Long story short… my husband finally broke up with me tonight. This has been coming for months now, but it actually happening just plain hurts.
The thing that just plain makes me angry is the fact that… up until the last, LITERALLY five minutes earlier, I was making overtures of “Hey, you said you wanted to reconcile, here’s an options, here’s something, do this, try this.” Over and over again, I gave options, I took responsibility for my issues, I was clear and direct in the ways I left the door open for reconciliation. And what happens? I got told, time and again, how much every problem in our relationship was my fault, and how if I just stopped having “a pattern of selfish decisions” everything would be peaches and sunshine.
So, you know what? Fuck you, J. I’m done with your constant blaming of me, on things that aren’t my fault. I’m done with you calling me selfish for not making you the sun that my universe rotates around. I’m done with you not respecting my hobbies, and expecting me to adore yours. I’m done with you thinking my insecurities are dumb, and telling me so. I’m done with your eye rolling, I’m done with your self-important attitude, I’m done with your manipulative arguments, your pity parties, and your ways of phrasing things to make me apologize for things just so you can pretend you didn’t do anything wrong.

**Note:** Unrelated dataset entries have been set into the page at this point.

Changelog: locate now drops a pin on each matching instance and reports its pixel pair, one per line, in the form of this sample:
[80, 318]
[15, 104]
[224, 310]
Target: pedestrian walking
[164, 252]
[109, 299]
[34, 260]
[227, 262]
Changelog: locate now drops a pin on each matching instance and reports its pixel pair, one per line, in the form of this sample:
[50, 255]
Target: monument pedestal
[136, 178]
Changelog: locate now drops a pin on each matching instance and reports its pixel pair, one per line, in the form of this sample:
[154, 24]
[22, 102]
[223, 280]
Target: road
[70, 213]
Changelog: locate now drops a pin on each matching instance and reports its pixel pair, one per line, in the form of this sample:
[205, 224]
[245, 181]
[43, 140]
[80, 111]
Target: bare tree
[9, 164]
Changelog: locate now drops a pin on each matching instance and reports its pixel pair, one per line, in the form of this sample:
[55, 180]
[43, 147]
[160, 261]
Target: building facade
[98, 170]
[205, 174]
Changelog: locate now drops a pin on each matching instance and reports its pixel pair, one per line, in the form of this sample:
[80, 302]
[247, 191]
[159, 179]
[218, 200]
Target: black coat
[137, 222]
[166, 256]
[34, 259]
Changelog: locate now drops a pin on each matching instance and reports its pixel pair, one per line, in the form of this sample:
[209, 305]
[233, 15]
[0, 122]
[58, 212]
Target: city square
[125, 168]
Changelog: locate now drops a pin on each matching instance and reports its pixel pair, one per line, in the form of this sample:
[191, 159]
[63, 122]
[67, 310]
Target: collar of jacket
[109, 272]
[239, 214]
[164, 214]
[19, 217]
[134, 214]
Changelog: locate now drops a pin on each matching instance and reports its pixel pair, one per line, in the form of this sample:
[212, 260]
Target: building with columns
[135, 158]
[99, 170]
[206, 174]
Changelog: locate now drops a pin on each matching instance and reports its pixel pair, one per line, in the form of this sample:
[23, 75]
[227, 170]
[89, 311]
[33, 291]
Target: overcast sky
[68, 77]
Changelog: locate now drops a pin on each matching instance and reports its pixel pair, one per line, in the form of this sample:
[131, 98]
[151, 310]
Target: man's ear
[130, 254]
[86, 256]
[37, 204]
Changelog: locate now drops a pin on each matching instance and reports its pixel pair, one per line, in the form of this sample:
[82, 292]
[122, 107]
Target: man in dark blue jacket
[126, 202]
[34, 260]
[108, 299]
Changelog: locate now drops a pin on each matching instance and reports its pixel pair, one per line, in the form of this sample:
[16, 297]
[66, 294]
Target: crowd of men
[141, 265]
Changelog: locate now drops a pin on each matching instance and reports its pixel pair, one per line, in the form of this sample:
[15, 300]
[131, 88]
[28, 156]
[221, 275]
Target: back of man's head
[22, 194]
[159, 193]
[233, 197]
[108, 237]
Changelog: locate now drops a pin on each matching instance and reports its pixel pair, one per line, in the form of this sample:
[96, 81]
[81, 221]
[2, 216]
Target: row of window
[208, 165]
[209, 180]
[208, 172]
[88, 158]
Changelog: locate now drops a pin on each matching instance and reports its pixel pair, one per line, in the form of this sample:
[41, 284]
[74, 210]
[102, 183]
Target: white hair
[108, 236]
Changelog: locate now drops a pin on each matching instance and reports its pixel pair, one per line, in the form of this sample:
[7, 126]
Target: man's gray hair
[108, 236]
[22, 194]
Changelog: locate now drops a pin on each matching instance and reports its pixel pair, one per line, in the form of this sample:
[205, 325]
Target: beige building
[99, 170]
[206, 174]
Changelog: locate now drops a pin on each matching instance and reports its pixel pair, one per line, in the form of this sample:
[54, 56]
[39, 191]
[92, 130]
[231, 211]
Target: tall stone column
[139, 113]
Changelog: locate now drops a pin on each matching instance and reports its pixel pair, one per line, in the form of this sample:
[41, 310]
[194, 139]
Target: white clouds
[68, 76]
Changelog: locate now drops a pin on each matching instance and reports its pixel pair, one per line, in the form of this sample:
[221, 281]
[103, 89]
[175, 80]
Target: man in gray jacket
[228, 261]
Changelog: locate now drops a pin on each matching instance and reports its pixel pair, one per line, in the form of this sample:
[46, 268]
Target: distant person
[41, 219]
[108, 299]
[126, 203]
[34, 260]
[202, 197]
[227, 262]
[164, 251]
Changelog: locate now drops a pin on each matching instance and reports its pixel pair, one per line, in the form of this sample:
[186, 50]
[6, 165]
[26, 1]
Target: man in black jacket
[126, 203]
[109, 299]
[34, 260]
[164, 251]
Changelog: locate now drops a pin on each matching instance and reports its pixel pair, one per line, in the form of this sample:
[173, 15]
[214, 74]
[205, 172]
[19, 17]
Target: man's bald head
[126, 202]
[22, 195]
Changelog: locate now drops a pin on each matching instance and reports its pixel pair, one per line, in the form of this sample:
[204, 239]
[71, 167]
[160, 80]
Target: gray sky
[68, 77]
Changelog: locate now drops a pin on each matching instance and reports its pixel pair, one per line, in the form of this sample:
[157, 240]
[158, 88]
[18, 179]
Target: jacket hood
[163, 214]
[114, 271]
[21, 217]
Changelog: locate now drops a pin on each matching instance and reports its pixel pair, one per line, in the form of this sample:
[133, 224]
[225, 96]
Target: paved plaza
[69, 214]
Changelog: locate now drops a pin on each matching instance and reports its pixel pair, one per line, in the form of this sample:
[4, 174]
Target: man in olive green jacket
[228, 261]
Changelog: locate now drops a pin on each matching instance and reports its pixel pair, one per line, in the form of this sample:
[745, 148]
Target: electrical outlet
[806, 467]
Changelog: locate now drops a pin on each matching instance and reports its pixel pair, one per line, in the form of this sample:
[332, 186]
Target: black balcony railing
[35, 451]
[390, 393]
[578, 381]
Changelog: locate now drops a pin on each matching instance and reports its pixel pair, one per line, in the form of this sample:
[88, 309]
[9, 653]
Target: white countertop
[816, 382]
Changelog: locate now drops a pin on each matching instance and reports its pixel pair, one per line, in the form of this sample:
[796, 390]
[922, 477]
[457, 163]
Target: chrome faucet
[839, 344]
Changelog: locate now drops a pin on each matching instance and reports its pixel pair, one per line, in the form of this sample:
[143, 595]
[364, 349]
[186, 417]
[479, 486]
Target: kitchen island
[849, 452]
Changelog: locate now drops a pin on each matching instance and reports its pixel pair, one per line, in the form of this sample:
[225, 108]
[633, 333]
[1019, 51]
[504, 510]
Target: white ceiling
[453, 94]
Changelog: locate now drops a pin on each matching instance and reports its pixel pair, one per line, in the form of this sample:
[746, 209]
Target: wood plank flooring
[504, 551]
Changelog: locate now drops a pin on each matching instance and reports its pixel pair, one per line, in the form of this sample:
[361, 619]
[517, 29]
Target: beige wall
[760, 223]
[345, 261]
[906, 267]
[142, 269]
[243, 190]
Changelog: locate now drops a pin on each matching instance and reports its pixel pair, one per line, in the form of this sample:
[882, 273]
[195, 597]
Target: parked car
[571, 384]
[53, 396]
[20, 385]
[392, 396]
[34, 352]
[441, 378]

So, I’m done, I’m angry and hurt, but… I’m done. I’m going to go on to have a better life, I’m going to find someone who cares about me, and respects me, a heck of a lot more than you ever did. I did, and still do, think we could have been great… if you’d just admitted to your own faults and problems and just given a half-ass effort to fix them, instead of just declaring that it’s my fault. You’re just going to run into the same problems in every relationship until you face your problems and do something about them. But you know what? They’re not my problems anymore. You saw to that.